Subject: sorting with -u and -k
From: Joost Helberg <joost at s n o w . n l>
To: mike at g n u . o r g, eggert at t w i n s u n . c o m
Date: Thu, 24 Jan 2008 13:50:56 +0100 (CET)
X-Mailer: Mew version 5.2 on Emacs 23.0.0 / Mule 6.0 (HANACHIRUSATO)
Hi,
I'm not sure whether I tripped over a bug in sort or my mis-expectation of
it's behaviour.
In coreutils-6.9, sort.c contains (from line 2078 onwards):
/* If uniquified output is turned on, output only the first of
an identical series of lines. */
if (unique)
{
if (savedline && compare (savedline, smallest))
{
savedline = NULL;
write_bytes (saved.text, saved.length, ofp, output_file);
}
if (!savedline)
{
The function `compare' is called to tell whether to output a line in
case -u is used.
This function `compare' compares keys first in case -k was used.
This means that, given options '-t: -k2 -k3' the following lines
compare equal:
foo:1:2
oof:1:2
hence, the oof-line doesn't appear in case -u was used.
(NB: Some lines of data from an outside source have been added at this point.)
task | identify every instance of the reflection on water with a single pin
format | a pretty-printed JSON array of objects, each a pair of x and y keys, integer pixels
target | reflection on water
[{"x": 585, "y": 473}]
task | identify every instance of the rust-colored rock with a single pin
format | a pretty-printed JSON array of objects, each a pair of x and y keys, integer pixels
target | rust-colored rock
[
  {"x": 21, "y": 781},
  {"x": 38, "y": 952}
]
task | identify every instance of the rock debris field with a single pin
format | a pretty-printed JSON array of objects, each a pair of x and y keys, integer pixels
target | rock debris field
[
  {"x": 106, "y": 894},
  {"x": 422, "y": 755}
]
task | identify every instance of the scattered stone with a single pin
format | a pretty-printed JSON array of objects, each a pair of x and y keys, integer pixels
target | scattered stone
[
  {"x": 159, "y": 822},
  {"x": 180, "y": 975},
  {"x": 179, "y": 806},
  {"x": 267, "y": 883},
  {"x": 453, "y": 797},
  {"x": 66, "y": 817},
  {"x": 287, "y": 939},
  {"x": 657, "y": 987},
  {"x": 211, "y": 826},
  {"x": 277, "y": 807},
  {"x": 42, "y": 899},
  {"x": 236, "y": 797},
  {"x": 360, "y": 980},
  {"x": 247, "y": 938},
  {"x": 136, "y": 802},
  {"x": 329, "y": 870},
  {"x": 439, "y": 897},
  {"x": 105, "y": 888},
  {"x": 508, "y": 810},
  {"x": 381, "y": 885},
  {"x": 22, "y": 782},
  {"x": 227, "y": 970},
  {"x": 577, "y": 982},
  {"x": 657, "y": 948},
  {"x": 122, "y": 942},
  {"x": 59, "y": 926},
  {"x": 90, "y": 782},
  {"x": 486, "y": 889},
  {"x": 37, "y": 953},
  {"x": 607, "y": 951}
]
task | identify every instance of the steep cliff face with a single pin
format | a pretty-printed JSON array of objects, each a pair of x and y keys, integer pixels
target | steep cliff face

This strikes me as a surprise, I expected that these two lines would
compare as non-equal. I cannot find any explicit reference in the
manual indicating this as correct behaviour (only one example is
given: -n).
Please consider my arguments and please let me know why I'm wrong (or
not of course). I'm happy to write code which implements my
expectations.
Many regards,
Joost, CTO Snow B.V.
--
Snow B.V. http://snow.nl Tel 0418-653333 Fax 0418-653666